Democratic Floor Leader Mike Brown, D-Tahlequah, stated that the anticipated hearing for HB1312, or “Nick’s Law,” in committee on Tuesday is “a grudging shuffle in the direction of fairness,” brought on only by pressure Republican leadership has felt from families across the state.
“Last year this bill wasn’t even heard in committee, so sure – any movement is progress. Unfortunately, the Republicans have already made up their minds to kill this bill before they’ve heard it,” Brown stated.
“It’s regrettable that the people most hurt if this bill isn’t put to a full vote on the House floor are the families of autistic children. The Republicans claim to sympathize with the plight of these families, but how sympathetic can they be if they won’t respond to their one request?”
If passed, Nick’s Law will provide equity in health insurance coverage for parents of children with autism. Currently, many families who have private insurance must pay out of their pocket for diagnosis and treatment because several insurance companies refuse to cover expenses related to autism.
Republicans have argued that requiring autism coverage would have a burdensome fiscal impact. However, a study released this week from Oklahoma State Education Employees Group Insurance Board underscores that the fiscal impact would be minimal – affecting average insurance premiums by no more than one percent.
“There’s no reason now not to support Nick’s Law.

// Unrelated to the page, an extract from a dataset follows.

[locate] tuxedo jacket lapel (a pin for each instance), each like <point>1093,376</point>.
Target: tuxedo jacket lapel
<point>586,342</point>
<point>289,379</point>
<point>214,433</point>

The benefit greatly outweighs the cost,” stated Brown.
Brown said that the families he has spoken with are “grateful for any opportunity to finally make their case that this bill should become law,” but they can also see the writing on the wall.
“I wish I could be more hopeful for the future of Nick’s Law this year, but my Republican colleagues haven’t given me any reason to be optimistic,” added Brown. “I hope I’m wrong. I hope this bill gets a chance for a clean up-or-down vote on the House floor.
“These families deserve it, and these children deserve to have someone speak for them.”